Mid-Life Cycling

Mid-Life Cycling

22 October 2014

Will Danes Go Dutch On Bike Parking?

In previous posts, I've lamented the bike-parking situation here in New York and in my own neighborhood of Astoria.  But, I must say, our problems pale in comparison with those in Copenhagen:

I don't think I've seen anything like that here.  Penn Station, on its busiest day, has nothing like the cluster of bikes in front of the Danish capital's main rail terminal:


You might say that Copenhagen has become a victim of its own success as a bicycle-friendly city:  In a city with more bikes than people and more than half of those people pedal to work.  Moreover, about 41 percent of those who commute from homes outside of the city to jobs in it arrive at their workplaces on their cykler.

But many cyclists are frustrated by the lack of good parking spaces.  At the same time, some non-cyclists are upset because bikes are sometimes parked randomly on sidewalks, blocking entrances to stores and people's homes.

City officials are looking all over--especially to bike-friendly cities in nearby Holland--for ways to solve the problem.

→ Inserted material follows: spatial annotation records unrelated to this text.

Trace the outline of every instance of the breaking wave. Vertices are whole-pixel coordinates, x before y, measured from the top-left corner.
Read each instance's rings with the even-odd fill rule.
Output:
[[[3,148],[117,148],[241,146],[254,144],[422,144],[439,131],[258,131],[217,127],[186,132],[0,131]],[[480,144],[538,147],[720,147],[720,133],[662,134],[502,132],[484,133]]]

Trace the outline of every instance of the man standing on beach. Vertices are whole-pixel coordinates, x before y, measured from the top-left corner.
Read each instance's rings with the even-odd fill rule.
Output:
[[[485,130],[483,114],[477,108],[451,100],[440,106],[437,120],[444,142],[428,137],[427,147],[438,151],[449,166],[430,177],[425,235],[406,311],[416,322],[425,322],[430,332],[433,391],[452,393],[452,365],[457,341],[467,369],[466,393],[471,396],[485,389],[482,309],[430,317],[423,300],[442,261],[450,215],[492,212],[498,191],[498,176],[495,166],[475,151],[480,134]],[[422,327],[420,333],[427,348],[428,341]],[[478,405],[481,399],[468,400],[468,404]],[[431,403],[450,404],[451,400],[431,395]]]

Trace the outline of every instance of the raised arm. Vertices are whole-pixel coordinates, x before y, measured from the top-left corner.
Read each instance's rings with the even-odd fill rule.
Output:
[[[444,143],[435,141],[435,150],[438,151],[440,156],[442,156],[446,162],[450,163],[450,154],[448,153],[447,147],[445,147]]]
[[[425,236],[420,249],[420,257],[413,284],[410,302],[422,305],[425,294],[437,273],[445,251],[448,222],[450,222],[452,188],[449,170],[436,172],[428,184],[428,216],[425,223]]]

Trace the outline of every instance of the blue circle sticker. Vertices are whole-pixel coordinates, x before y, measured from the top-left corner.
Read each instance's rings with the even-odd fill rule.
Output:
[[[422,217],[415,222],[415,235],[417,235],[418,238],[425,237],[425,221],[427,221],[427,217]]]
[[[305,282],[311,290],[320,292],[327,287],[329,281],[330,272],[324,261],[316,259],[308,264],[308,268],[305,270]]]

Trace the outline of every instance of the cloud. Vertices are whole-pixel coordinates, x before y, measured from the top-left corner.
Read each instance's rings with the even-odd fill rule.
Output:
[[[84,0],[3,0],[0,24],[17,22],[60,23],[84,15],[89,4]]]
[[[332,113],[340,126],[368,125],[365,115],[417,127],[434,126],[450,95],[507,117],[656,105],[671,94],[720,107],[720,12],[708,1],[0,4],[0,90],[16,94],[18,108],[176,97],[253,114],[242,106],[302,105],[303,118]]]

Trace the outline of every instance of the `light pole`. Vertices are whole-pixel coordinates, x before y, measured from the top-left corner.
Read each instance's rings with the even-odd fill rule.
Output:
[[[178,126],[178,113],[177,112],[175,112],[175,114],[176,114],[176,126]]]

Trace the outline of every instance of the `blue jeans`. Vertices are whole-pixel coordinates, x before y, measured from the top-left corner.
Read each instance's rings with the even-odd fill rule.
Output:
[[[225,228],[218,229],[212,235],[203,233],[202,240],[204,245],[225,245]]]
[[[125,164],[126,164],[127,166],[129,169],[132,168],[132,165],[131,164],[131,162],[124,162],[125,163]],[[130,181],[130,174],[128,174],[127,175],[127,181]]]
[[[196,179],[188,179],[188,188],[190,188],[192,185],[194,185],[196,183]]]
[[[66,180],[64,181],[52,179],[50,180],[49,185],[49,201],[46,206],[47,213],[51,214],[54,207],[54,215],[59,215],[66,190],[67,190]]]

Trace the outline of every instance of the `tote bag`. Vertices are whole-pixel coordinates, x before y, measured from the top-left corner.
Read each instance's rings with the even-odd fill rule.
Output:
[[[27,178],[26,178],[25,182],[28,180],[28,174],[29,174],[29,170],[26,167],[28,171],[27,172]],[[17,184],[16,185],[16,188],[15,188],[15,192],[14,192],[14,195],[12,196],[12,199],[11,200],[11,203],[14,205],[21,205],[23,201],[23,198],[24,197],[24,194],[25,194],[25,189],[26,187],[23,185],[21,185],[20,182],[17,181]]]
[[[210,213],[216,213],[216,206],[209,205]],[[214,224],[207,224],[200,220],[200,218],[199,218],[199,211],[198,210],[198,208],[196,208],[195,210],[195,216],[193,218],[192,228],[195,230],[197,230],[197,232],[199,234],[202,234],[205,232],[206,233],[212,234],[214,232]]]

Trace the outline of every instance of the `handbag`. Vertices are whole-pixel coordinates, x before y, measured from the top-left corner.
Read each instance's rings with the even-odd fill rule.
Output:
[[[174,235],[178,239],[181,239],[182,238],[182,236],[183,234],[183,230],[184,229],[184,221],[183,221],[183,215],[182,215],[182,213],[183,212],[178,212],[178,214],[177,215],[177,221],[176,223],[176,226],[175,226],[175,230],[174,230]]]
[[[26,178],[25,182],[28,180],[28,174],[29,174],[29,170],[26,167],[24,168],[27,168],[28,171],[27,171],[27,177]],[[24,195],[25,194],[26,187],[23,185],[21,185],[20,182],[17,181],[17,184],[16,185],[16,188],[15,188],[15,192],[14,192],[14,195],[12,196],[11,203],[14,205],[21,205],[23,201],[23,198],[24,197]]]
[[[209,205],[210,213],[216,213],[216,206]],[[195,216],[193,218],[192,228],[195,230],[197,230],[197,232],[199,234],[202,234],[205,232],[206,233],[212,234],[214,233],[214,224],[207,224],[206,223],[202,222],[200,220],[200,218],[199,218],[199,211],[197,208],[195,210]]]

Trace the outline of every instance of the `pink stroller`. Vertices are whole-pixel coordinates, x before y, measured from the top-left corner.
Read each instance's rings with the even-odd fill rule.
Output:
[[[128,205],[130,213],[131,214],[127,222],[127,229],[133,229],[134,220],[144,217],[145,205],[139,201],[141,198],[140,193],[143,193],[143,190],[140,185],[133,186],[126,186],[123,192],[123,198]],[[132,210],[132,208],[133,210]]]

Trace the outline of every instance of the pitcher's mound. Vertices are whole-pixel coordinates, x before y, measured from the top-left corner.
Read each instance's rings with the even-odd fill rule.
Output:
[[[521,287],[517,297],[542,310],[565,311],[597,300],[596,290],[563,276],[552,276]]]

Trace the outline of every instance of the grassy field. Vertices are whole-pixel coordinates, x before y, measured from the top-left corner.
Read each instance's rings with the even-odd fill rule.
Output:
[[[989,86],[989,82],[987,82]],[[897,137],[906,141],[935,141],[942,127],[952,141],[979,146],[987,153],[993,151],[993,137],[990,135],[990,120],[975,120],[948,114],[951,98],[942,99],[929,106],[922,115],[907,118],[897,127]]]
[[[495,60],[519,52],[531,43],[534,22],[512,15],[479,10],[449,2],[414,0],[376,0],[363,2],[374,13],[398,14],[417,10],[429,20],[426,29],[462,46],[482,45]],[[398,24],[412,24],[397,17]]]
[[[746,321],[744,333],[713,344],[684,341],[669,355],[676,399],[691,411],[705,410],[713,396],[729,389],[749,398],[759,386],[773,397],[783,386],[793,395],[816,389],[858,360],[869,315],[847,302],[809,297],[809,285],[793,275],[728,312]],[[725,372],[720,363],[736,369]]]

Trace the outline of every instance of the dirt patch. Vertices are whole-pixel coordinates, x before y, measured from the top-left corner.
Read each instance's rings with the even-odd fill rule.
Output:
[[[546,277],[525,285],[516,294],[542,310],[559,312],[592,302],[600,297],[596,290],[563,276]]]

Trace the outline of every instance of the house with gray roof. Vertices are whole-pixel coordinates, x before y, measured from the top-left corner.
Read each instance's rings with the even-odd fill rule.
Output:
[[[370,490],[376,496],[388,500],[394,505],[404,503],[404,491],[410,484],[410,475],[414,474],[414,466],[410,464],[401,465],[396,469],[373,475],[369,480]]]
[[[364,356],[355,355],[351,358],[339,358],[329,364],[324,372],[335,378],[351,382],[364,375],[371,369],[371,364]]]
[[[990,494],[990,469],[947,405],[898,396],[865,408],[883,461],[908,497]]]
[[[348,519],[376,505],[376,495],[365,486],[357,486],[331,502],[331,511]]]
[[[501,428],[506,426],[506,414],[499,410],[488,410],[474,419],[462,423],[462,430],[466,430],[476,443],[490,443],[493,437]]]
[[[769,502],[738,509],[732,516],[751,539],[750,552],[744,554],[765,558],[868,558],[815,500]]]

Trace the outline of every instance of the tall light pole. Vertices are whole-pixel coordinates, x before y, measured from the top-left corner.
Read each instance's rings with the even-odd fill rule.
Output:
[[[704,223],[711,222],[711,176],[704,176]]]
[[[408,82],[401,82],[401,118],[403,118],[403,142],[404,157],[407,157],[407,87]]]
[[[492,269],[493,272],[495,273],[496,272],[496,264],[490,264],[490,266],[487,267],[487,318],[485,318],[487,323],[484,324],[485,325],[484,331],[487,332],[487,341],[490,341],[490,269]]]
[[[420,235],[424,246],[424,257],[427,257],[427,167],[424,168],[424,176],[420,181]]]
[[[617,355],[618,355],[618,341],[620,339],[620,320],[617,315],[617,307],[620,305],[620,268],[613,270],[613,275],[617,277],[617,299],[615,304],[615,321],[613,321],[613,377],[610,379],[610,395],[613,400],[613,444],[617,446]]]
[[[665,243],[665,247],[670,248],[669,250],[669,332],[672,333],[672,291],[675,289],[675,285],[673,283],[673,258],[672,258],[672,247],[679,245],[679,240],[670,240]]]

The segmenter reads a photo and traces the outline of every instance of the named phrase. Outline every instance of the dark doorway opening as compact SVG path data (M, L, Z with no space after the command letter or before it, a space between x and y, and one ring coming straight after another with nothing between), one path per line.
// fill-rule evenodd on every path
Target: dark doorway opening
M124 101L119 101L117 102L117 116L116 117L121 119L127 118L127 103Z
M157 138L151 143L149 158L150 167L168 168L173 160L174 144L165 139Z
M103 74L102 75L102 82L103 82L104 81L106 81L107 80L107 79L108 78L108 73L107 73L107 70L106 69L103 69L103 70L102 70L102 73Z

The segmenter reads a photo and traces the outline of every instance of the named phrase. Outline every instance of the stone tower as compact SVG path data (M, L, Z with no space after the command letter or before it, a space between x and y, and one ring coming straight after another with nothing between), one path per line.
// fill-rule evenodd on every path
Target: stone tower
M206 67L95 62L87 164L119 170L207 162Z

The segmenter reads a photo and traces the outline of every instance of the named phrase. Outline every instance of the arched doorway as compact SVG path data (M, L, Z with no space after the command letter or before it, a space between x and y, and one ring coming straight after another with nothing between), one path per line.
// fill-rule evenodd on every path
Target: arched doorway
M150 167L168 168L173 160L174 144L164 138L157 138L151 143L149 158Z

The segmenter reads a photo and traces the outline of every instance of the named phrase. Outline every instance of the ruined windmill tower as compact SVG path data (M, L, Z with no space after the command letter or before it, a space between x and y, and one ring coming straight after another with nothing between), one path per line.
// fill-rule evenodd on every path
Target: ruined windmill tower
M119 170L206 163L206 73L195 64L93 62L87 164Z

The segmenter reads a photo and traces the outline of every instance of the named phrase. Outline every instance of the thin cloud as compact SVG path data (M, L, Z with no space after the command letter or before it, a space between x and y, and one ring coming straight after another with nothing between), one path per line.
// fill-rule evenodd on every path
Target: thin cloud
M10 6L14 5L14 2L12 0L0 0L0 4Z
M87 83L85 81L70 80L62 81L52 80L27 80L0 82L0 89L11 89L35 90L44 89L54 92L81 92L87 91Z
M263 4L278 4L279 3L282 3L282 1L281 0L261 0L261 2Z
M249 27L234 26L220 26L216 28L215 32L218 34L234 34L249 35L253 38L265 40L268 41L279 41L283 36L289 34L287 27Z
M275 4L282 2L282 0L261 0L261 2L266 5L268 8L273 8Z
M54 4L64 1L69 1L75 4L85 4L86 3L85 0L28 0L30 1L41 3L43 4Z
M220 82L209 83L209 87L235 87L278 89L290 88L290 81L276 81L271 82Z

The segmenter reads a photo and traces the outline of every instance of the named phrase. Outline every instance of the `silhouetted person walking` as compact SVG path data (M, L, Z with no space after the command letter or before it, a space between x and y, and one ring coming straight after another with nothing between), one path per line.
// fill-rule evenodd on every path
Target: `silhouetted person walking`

One includes converting disused automobile parking spaces in residential areas to bike ports.  Another is the building of bicycle storage facilities like the one that can hold 10,000 bikes under the train station in Groningen.  It's watched by a guard day and night.  In Utrecht, three floors above the rail terminal offer parking for 4300 cycles.  Soon there will be another facility east of the station, which can shelter 12,000 velocipedes.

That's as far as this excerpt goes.